The 1997 elections saw the Party of Truth's vote share drop from 0.8% to 0.2%, and it lost both seats. In 2002 it joined the opposition Joint Meeting Parties (JMP) alliance. It received only 0.1% of the vote in the 2003 elections, remaining without parliamentary representation.

In March 2007, the Saleh government tried to forcibly dissolve the Party of Truth, which it believed to have connections to the Houthis. Ahmad al-Shami and other party founders unilaterally sent a letter to the "Parties Affairs Committee" in which they announced the dissolution. However, this was rejected by the party leadership. The party continued operating and installed Hassan Zaid as new leader in al-Shami's place.
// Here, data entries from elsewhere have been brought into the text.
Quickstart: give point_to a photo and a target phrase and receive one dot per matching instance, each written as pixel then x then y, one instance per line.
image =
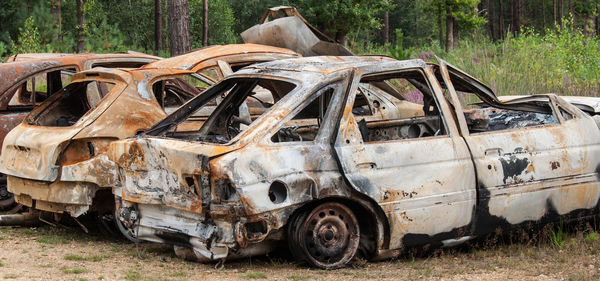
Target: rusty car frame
pixel 55 160
pixel 315 171
pixel 28 79
pixel 284 26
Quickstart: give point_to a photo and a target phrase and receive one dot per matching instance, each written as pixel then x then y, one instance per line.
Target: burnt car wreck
pixel 29 79
pixel 353 155
pixel 55 161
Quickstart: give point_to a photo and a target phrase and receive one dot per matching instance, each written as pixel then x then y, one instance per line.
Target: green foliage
pixel 398 51
pixel 338 18
pixel 563 61
pixel 592 237
pixel 220 26
pixel 29 40
pixel 558 236
pixel 3 50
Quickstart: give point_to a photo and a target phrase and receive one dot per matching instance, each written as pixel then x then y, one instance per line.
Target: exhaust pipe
pixel 31 218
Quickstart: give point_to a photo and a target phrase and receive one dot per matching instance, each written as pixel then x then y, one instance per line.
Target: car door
pixel 424 181
pixel 539 168
pixel 30 92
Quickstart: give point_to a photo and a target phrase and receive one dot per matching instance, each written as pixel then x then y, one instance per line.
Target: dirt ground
pixel 52 253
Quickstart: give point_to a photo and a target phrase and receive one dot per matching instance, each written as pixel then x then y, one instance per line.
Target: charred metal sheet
pixel 21 76
pixel 289 29
pixel 233 54
pixel 61 146
pixel 344 159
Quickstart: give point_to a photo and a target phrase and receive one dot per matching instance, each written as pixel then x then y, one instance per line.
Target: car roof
pixel 13 72
pixel 323 65
pixel 192 59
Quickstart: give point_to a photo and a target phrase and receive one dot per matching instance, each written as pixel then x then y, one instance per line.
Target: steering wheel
pixel 233 125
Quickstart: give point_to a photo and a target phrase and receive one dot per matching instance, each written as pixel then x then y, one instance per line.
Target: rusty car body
pixel 31 78
pixel 288 29
pixel 320 170
pixel 55 160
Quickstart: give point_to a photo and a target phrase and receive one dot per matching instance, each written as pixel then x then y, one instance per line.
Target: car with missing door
pixel 28 79
pixel 56 161
pixel 321 170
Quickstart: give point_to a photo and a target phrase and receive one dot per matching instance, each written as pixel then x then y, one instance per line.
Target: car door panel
pixel 534 174
pixel 425 186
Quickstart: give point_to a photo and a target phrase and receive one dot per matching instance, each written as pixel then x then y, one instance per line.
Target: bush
pixel 563 61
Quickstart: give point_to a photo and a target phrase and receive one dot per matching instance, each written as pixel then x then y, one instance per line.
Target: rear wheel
pixel 326 236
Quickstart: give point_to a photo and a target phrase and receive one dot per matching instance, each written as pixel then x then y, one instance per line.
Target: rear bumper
pixel 194 236
pixel 74 198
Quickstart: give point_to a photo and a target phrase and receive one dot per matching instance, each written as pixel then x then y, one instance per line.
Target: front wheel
pixel 326 236
pixel 7 199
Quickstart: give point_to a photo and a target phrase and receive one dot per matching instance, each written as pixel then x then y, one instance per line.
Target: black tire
pixel 326 237
pixel 7 199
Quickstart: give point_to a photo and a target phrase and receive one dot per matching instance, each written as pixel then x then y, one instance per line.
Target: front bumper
pixel 74 198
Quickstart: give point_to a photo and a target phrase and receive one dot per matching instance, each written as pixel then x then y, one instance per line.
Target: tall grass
pixel 562 61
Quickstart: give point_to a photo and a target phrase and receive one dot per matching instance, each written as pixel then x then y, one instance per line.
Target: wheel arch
pixel 373 223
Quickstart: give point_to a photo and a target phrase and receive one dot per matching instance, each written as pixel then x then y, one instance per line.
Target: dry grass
pixel 77 256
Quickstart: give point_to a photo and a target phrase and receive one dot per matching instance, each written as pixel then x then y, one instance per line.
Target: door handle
pixel 494 152
pixel 366 165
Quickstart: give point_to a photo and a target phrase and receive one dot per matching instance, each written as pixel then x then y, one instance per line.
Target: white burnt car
pixel 323 169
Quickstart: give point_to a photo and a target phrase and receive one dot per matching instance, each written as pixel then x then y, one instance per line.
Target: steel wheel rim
pixel 329 235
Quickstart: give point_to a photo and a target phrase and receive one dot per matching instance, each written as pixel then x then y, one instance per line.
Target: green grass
pixel 298 277
pixel 132 275
pixel 561 61
pixel 52 239
pixel 254 275
pixel 592 237
pixel 73 257
pixel 75 271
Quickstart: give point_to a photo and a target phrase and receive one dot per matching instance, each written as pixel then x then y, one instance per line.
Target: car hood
pixel 32 152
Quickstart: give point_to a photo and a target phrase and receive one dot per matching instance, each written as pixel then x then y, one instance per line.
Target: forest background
pixel 515 46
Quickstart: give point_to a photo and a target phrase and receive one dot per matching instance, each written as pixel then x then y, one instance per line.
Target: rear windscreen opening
pixel 68 105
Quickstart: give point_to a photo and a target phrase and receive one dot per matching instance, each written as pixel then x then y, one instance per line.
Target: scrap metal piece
pixel 289 29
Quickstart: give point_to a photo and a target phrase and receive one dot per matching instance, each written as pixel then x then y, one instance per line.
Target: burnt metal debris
pixel 55 160
pixel 354 155
pixel 28 79
pixel 284 27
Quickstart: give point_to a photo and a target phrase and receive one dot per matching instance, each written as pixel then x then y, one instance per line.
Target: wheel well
pixel 371 224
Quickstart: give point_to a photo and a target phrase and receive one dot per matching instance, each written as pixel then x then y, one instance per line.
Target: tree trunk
pixel 455 33
pixel 157 26
pixel 554 11
pixel 560 12
pixel 449 29
pixel 386 28
pixel 543 15
pixel 179 27
pixel 488 16
pixel 515 14
pixel 417 18
pixel 205 23
pixel 500 19
pixel 80 27
pixel 440 27
pixel 55 9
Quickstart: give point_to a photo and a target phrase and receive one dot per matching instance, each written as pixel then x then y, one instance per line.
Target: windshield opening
pixel 224 111
pixel 68 105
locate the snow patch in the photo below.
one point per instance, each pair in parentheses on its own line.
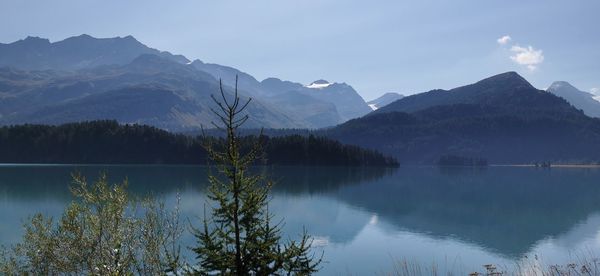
(318,85)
It also remained a minor partner in the JMP as of 2008.

In November 2009, during the sixth of the Sa'dah Wars, the Houthis chose Hassan Zaid as an intermediary to negotiate with Saleh. Zaid later became the minister of youth and sports in the Houthi administration. He was shot and killed in October 2020, allegedly by a gang linked to the Saudi-led coalition.